Pope Leo, the head of the Roman Catholic Church, said he was “deeply saddened to learn of the loss of life and injury caused by the military attack” on the Gaza church, according to a telegram signed on his behalf by Cardinal Pietro Parolin, the Vatican’s secretary of state.
Pope Leo “assures the parish priest, Father Gabriele Romanelli, and the whole parish community of his spiritual closeness”, the telegram said.
The pontiff renewed his “call for an immediate ceasefire, and he expresses his profound hope for dialogue, reconciliation and enduring peace in the region”.
His predecessor, the late Pope Francis, had held nightly calls with the church’s parishioners in a show of solidarity with them. The last call took place the day before he died in April.
Cardinal Pierbattista Pizzaballa, the Latin patriarch of Jerusalem, said in comments to Vatican News that an Israeli tank hit the church “directly”.
“What we know for sure is that a tank — the [Israeli army] says by mistake, but we are not sure about this — they hit the church directly, the Church of the Holy Family, the Latin church,” he added.
Since the start of the war on Gaza, Israel has repeatedly attacked religious sites, including mosques and churches.
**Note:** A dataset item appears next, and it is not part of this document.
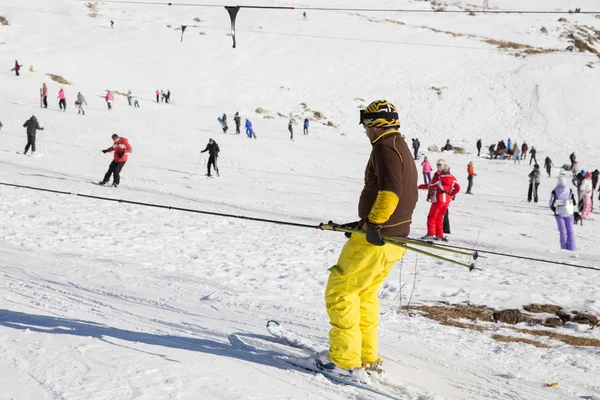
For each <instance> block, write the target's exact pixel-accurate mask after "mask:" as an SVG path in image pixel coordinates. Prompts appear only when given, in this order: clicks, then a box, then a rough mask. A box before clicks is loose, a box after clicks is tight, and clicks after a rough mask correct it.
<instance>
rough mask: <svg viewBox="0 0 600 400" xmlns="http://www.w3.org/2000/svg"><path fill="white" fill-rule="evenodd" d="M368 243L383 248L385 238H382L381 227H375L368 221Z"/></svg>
mask: <svg viewBox="0 0 600 400" xmlns="http://www.w3.org/2000/svg"><path fill="white" fill-rule="evenodd" d="M366 225H367V242H369V243H371V244H372V245H373V246H383V245H384V244H385V243H384V242H383V238H382V237H381V225H375V224H372V223H370V222H369V221H367V224H366Z"/></svg>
In October 2023, just days after the deadly assault began, the Israeli army bombed the Church of Saint Porphyrius, the Gaza Strip’s oldest, killing at least 18 people.
An independent UN commission report said last month that Israel has committed the crime against humanity of “extermination” by attacking Palestinian civilians sheltering in religious sites and schools in Gaza.
The report by the UN Independent International Commission of Inquiry on the Occupied Palestinian Territory, including East Jerusalem and Israel, said Israel has destroyed more than half of all religious and cultural sites in the territory, as well as more than 90% of school and university buildings in Gaza.
Meanwhile, Hamas slammed the attack as “a new crime committed against places of worship and innocent displaced persons”.
“It comes within the context of the comprehensive war of extermination against the Palestinian people,” the group said in a statement shared on Telegram.
Italian Prime Minister Giorgia Meloni also blamed Israel for the strike, saying attacks against “the civilian population that Israel has been carrying out for months are unacceptable”.
Only about 1100 Christians live in Gaza, according to a US Department of State report in 2024. The majority of Palestinian Christians are Greek Orthodox, but there are also Roman Catholics living there.